新専門医制度の採用・登録状況について報告受ける

【厚労省・医師養成あり方等検討会】大都市への偏在めぐり、正確なデータが求められる

 日本専門医機構は1月29日の「今後の医師養成のあり方と地域医療に関する検討会」(遠藤久夫座長)に、来年度から始まる新専門医制度の専攻医の採用・登録状況を報告した。2次登録を終えた採用者数の合計は8,342人。松原謙二副理事長は、「大都市への医師偏在は拡大していない」と強調した。
 ただ、大都市集中を否定する明確なデータが示されておらず、機構は専攻医の従事場所などを今後把握していく姿勢を示した。
 同検討会は医師偏在の拡大への懸念から新専門医制度の開始が1年延期されたことなどを受けて、設置された。
 厚生労働省は検討会を通して、新専門医制度の問題を把握し、必要があれば、具体策を講じる役割を負っている。
 松原副理事長の報告によると、機構は昨年10月10日に1次登録を開始し、11月15日の締切りまでに7,989人が登録した。12月15日までに7,791人の採用を決めたが、その後18人が辞退した。
 12月16日から2次登録が始まり、1月15日の締切りまでに569人が新たに登録された。その結果、2次登録までの合計は8,342人となった。
 機構は大都市部への専攻医の集中を抑制する観点から、5都府県(福岡、大阪、愛知、神奈川、東京)の採用者数が過去5年の専攻医採用実績の平均値を超えないよう上限を設定した。

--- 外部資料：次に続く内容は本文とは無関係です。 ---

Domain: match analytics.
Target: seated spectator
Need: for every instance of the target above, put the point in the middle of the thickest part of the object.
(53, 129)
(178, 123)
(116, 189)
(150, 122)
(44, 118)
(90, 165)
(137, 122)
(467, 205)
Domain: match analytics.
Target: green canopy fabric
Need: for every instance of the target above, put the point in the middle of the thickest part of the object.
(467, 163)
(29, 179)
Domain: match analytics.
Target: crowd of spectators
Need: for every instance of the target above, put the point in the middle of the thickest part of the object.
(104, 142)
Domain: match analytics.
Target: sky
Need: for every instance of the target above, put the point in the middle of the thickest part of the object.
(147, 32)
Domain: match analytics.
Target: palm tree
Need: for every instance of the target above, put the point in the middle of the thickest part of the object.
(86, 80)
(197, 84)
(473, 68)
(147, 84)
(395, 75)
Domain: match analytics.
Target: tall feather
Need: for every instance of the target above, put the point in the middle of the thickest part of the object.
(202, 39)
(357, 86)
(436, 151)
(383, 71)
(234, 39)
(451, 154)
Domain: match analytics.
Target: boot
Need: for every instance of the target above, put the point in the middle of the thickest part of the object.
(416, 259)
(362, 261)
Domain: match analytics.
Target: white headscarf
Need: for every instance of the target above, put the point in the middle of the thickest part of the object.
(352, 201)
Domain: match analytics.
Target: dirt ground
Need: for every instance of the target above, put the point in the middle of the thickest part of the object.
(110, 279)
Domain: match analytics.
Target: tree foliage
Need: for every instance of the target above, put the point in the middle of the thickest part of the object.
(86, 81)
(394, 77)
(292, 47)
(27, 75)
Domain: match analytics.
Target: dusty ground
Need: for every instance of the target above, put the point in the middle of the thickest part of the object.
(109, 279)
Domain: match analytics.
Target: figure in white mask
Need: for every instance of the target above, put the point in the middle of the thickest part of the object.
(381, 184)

現時点における5都府県の領域別の採用者数と2次登録者数の合計は、「いずれも過去5年の専攻医採用実績の平均値を超えておらず、都市部への集中は抑制されている」と松原副理事長は説明した。
 内科・外科などの領域別の専攻医数についても、概ね過去5年の専攻医採用実績と一致しているという。
 しかし採用・登録状況に関しては、「東京に専攻医が集中している」、「内科の専攻医数が大きく減った」など各方面から様々な指摘が出ている。委員からも、それらを懸念する意見が相次いだ。松原副理事長は、機構は都道府県の専攻医を基幹病院の採用人数で計算しており、従事場所で計算している厚労省の「医師・歯科医師・薬剤師調査」と比較すると誤差が生じることなどを説明した。
 ただ、委員からは、医学部に地域枠などの定員増があり、人数が増えている状況で、偏在が拡大しているようにみえることは問題との意見があった。
 日本医療法人協会会長の加納繁照委員は、初期臨床研修制度では、大都市偏在が緩和されているのに、専門医の研修ではむしろ拡大していることを問題視した。同日、奈良県知事の荒井正吾委員の提出資料で、2016年度の5都府県以外の初期臨床研修医は全体の60.3%であるが、専攻医では53.9%(2020年度見込み)とのデータが示されている。
 機構が都道府県の専攻医を基幹病院の採用数で把握しているために、派遣先の実際の従事場所での把握ができないことに対しては、機構として、今後状況を把握する意向を示した。現時点での5都府県の上限設定やその調整の詳細なデータも提出するとした。基幹病院が近隣県に専攻医を派遣することで医師偏在を緩和することに対し委員からは、「人事権を握られる」、「大学医局の復活になる」との懸念が出た。